California’s 15 billion barrels of easily fracked oil are roughly four times the size of the Bakken formation. It’s enough to bedazzle Democratic lawmakers. Once known for their environmentalism, they’re rushing to gut, oops, I mean amend, the California Environmental Quality Act, just in time for the embarrassment of fracked-up blood money.
Alas, neither the New York Times nor any of the pieces predicting untold riches for the state bother to calculate what burning all this shale oil will do to the climate.
What will 15 billion barrels of oil do to the state’s efforts to fight global warming?
I did the math.
An Environmental Protection Agency calculator explains that burning one barrel of oil releases 0.43 metric ton of carbon dioxide into the atmosphere. Burning 15 billion barrels thus releases 6.45 billion metric tons of carbon dioxide. Think of it as a very, very large, fat-and-sugar-loaded, milkshake sitting on a table waiting to be drank.
Generally, AB32 set a goal of rolling back emissions to 1990 levels by 2020. The state set a baseline of 507 million metric tons of carbon dioxide per year, and a goal of reducing that to 427 million metric tons of carbon dioxide per year. This PDF explains how the 507 million metric tons of carbon dioxide per year was calculated along with estimated savings from various programs within AB32, e.g., the Pavley (high miles per gallon) standards will save 27.7 million metric tons of carbon dioxide per year. It’s a smart, well balanced diet for the state’s carbon footprint.
In other words, releasing 6.45 billion metric tons of carbon dioxide into the atmosphere is the equivalent of delaying a planned reduction of 80 million metric tons of carbon dioxide per year – for 80 years.
And that’s just fracked up.
I hope that Fran Pavley, California’s fiercest climate hawk, will declare that high-fat milkshakes have no place in a balanced diet, and champion the fight for a moratorium on fracking up the Golden State.
Is that a lot of CO2?
Nope:
http://en.wikipedia.org/wiki/L…
15B bbl?
Kinda/sorta:
http://en.wikipedia.org/wiki/P…
It certainly would provide an economic boon.
The areas shown on this map are some of the most productive agricultural land in the country. But none of the areas has adequate water–even for current demands.
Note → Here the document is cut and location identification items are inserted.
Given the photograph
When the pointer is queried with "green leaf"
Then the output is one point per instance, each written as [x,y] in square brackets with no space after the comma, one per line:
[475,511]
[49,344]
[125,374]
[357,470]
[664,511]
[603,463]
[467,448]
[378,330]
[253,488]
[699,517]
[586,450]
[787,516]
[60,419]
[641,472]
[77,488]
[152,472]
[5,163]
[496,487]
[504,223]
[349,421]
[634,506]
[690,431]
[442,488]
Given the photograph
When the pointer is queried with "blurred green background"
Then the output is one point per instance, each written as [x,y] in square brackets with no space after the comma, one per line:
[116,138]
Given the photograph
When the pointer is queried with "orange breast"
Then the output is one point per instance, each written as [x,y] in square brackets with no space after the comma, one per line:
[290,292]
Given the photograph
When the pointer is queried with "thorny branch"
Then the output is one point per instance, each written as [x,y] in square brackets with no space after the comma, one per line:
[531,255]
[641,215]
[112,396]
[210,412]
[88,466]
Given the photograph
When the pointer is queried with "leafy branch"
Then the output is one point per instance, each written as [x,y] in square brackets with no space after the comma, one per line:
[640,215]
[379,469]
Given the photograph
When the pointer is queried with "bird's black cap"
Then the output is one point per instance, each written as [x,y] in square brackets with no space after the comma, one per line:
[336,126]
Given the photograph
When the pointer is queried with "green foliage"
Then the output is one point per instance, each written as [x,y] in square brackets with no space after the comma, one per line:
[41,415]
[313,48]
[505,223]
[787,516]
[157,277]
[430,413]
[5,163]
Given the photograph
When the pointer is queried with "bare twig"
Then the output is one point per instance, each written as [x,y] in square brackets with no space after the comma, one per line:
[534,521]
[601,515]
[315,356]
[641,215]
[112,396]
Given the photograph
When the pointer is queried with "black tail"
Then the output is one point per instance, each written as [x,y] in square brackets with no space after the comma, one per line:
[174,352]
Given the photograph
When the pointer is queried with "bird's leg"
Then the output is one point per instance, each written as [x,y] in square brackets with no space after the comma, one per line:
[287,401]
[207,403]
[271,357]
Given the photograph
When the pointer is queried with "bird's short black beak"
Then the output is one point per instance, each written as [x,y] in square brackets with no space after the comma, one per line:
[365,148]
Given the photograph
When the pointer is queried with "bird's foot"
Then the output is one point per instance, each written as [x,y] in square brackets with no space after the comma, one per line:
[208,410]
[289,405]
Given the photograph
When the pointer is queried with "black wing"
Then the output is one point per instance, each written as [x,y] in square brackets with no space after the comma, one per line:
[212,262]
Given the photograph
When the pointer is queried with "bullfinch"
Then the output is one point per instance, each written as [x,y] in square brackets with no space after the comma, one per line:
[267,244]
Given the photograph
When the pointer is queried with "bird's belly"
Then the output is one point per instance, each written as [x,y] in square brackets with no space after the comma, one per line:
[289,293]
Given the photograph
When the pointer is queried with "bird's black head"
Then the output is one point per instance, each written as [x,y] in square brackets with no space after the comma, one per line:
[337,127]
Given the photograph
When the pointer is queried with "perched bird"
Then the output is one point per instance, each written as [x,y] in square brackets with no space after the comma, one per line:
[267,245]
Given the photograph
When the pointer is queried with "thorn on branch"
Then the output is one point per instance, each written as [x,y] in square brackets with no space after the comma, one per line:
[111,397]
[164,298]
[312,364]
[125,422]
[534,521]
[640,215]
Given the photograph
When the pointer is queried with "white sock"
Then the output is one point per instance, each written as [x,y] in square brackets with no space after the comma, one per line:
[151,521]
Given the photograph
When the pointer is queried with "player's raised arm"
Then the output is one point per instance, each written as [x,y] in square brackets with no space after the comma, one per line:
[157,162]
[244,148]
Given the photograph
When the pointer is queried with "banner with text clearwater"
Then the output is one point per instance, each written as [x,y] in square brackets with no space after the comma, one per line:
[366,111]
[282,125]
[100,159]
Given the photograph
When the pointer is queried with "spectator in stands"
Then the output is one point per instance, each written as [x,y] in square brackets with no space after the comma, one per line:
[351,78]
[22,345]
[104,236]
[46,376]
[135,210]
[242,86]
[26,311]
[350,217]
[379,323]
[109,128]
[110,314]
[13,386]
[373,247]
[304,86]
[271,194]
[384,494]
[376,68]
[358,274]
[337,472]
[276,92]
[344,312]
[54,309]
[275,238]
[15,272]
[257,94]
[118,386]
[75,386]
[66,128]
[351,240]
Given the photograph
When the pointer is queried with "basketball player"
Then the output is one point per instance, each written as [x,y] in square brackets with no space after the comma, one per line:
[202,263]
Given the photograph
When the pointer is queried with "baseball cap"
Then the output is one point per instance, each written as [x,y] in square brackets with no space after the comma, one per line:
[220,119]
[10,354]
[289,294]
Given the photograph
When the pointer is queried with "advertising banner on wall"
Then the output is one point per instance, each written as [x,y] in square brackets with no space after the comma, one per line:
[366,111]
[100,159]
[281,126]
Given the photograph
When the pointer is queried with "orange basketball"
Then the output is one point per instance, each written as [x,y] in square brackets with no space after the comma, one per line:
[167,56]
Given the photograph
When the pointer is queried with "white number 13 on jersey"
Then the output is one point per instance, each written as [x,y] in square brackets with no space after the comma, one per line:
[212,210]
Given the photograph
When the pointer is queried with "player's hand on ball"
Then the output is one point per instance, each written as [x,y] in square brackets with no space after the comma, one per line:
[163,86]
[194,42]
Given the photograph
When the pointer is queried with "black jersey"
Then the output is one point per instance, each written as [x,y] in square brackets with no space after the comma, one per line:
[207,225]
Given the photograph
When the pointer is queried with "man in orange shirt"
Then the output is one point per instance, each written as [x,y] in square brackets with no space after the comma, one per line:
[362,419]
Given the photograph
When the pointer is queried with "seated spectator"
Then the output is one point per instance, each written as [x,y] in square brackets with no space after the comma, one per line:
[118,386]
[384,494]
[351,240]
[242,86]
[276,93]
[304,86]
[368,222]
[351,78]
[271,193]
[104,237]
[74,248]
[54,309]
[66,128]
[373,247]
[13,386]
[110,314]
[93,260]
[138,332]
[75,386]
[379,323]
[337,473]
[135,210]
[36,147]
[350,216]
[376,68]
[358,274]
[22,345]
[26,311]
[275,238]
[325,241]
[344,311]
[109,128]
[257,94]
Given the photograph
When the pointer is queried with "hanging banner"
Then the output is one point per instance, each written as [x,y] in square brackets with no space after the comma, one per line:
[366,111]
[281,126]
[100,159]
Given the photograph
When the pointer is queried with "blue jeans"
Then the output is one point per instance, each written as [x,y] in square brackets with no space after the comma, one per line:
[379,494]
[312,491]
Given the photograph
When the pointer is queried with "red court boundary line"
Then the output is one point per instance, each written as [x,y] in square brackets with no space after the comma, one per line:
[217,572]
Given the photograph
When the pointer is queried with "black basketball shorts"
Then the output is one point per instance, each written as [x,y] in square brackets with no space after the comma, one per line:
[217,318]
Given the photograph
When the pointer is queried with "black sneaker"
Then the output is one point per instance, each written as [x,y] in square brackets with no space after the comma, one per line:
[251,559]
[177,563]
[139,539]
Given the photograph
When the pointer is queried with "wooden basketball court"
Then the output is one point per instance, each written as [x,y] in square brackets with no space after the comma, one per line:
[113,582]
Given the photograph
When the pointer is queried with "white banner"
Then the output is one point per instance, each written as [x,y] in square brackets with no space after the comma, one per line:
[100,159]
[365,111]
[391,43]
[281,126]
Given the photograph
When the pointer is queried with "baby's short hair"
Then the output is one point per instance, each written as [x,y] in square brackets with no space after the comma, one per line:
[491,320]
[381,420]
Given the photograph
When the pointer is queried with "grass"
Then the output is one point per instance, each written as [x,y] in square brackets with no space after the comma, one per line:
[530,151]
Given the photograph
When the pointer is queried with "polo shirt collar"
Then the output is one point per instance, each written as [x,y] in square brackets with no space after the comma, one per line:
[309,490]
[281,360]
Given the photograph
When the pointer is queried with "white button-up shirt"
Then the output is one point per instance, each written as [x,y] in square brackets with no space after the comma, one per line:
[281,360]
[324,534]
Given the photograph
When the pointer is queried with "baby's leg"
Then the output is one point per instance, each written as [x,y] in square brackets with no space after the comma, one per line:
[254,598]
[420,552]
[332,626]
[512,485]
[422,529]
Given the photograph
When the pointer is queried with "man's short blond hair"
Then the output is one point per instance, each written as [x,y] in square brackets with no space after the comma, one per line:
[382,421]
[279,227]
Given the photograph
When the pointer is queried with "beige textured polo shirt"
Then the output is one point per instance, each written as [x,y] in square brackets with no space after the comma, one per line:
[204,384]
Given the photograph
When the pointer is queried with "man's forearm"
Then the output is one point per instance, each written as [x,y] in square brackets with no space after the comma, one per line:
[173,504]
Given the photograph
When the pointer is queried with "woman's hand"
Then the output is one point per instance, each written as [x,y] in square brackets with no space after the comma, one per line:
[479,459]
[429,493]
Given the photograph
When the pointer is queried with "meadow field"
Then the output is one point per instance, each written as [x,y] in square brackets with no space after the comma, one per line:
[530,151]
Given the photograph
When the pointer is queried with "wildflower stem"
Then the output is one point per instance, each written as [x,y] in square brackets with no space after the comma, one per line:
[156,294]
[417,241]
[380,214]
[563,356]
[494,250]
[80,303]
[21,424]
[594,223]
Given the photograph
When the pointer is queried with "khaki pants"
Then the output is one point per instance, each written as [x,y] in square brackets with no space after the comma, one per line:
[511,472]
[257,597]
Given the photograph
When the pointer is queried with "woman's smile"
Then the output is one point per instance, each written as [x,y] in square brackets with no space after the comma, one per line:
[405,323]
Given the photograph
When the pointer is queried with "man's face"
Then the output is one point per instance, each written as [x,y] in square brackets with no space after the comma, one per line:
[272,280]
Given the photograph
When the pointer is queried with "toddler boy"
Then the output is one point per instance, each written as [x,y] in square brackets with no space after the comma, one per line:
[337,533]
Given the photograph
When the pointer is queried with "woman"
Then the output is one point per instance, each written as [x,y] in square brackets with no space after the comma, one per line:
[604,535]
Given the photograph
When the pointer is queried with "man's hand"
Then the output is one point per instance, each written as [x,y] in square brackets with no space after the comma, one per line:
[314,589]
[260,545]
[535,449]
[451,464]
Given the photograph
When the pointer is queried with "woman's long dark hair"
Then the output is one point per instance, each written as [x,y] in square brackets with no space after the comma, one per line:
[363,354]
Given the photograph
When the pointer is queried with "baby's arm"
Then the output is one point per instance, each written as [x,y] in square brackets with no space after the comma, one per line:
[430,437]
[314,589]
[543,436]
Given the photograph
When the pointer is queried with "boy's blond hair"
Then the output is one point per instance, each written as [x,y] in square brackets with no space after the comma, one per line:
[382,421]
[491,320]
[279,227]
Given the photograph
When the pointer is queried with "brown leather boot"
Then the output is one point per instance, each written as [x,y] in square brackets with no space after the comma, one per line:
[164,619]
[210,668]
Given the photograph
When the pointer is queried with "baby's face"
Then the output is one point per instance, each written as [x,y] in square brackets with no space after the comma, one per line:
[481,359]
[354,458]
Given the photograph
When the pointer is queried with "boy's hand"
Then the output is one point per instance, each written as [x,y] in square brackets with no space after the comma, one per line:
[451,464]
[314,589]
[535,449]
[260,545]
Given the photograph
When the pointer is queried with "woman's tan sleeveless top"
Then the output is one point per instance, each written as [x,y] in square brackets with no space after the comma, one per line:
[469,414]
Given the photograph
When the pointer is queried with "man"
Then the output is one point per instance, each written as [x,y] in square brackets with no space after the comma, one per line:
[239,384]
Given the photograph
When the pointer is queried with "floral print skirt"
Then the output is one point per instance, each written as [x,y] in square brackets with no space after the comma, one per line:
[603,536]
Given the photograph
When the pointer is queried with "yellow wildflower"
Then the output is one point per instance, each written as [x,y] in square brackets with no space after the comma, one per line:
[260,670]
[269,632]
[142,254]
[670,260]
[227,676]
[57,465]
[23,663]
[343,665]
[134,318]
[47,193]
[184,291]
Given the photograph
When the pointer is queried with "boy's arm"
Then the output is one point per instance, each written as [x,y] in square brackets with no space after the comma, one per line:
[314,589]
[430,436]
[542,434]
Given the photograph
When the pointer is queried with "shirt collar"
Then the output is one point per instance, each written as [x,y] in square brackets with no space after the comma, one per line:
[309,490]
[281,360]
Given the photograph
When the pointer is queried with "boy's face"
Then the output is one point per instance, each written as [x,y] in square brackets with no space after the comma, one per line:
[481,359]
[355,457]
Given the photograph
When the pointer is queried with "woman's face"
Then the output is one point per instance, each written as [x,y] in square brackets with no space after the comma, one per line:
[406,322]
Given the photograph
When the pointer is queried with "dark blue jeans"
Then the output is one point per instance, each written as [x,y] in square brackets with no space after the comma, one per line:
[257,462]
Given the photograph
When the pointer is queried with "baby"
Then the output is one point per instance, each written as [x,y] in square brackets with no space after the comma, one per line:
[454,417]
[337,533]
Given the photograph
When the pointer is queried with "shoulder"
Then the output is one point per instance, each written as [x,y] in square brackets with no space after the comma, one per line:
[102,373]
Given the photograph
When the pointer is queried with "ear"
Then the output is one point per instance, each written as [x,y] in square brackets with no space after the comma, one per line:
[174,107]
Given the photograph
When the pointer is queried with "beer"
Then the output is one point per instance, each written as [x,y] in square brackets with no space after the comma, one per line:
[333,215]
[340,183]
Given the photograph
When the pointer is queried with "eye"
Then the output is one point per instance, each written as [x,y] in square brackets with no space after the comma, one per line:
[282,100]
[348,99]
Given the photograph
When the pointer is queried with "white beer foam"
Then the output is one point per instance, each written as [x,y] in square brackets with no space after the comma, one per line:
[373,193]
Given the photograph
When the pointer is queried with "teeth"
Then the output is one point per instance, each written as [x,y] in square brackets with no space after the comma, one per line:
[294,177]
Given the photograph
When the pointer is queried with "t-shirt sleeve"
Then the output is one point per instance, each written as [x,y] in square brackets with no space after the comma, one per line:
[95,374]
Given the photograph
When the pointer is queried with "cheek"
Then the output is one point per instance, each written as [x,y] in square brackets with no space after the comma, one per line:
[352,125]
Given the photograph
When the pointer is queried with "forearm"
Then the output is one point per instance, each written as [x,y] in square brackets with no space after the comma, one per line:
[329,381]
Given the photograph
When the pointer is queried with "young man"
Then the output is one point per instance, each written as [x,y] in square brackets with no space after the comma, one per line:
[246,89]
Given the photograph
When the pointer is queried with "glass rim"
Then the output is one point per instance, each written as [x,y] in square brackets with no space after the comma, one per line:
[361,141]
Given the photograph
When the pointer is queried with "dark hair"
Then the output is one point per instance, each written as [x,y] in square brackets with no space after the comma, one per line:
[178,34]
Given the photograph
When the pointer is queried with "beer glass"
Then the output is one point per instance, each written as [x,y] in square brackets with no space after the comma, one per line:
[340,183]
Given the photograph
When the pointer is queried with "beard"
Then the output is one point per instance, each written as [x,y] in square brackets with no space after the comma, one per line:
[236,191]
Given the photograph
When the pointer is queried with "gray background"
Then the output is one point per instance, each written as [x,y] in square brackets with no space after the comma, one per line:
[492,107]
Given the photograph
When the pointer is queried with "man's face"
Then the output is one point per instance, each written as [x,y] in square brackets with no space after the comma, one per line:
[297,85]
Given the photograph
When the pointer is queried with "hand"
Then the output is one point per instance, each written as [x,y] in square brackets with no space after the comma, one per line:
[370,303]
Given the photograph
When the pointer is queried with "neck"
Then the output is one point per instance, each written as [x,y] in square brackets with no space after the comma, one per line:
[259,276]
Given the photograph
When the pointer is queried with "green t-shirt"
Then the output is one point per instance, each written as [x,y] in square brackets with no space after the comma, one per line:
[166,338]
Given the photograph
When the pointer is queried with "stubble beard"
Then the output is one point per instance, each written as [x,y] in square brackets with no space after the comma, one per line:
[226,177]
NOAA has shown that the Central Valley is sinking, probably because of overpumping of acquifers.
Fracking requires millions of gallons of water.
And it ruins that water for any other use.
We can’t use it to drink, or to water crops. Plus, there’s a very real danger that the injection of fracking fluids into the wells could pollute the water table. Already polluted in many farming communities from pesticides and fertilizers, this would be a death blow to that industry.
Disposal of the wastewater is another issue that the industry has not adequately addressed. Injection wells used to get rid of it have been associated with an increase in earthquake activity in areas that don’t normally get them. Who knows what the result would be in California–where we do?
We can find substitutes for oil and gas. I know of nothing we can use instead of clean water, clean air, and healthy food. Given the choice, I’ll keep the water, air, and food.